We have a transport system for our capital that is creaking at the seams because of under-investment over many years. My hon. Friend the Member for Croydon, Central made the point that more people may be using the tube, and I agree that capacity is an issue. However, London Transport was privately funded in the middle of the 19th century, mostly by American money. It was built privately, was used and cherished by Londoners, and did not even come into the public domain until after the first world war. The system was one in which ownership was not as important as reliability, punctuality, efficiency and safety, and we must concentrate on those factors now.

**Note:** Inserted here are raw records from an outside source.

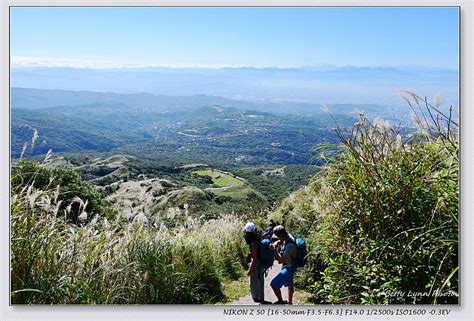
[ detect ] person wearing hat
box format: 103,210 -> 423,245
270,225 -> 297,304
244,222 -> 267,304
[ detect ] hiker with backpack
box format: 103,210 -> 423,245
244,222 -> 274,304
270,225 -> 307,304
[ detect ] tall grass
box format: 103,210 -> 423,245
11,162 -> 245,304
283,92 -> 459,304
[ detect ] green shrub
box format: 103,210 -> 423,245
302,96 -> 459,304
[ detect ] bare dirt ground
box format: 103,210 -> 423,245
229,261 -> 300,305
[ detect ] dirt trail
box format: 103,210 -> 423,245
229,261 -> 300,305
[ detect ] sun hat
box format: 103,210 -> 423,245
244,222 -> 256,232
273,225 -> 288,239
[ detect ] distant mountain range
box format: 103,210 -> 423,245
11,87 -> 390,115
11,66 -> 459,106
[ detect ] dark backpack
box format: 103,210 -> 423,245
258,239 -> 275,269
290,237 -> 308,268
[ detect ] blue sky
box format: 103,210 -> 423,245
11,8 -> 458,69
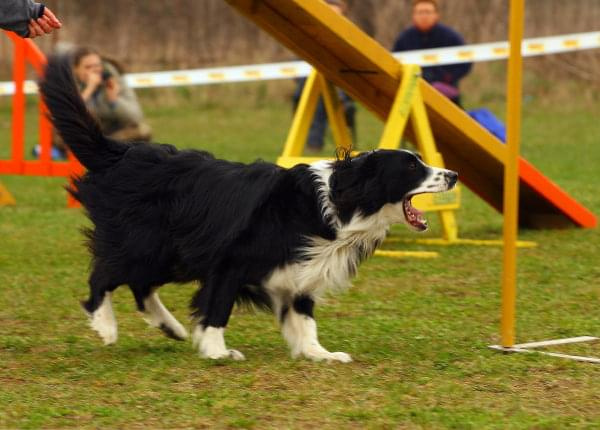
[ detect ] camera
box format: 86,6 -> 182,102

Under the Government's proposals, the idea is that assets will return to the public sector after they have been upgraded. I appreciate that, in politics, one should always look a gift horse in the mouth. However, in this case, we have as good a financial deal as we are going to get, and the only realistic alternative is for the entire country to pay to upgrade London Transport through taxation. I do not think that hon. Members could reasonably propose to do that. Bonds are an attractive option, at which we should look. However, that is not a free option, and the idea that a bond issue could be wholly self-financing is theoretical rather than practical. No one will fund a bond issue with nil return, as risk and exposure are involved and interest payments have to be met. The idea that such an issue could be completely ring-fenced and self-financing is more hopeful than practical.
The key issue is the need to take action now in the names of Londoners and to make safety paramount. The scares about fragmentation leading to Hatfield-type disasters are not appropriate, as that is not what is being proposed.
The motion deserves to be voted down. Any Opposition Member who supports it in the Lobby should hang their head in shame and ask themselves: what did we do during
our 18 years that made the situation better? From where I stand--not the man on the Clapham omnibus, but the man on the District line in the morning--I see an underfunded tube system that is just about on the edge of disaster. We must rescue it. Let us do it in the name not of ideology, but of practicality and, above all, urgency.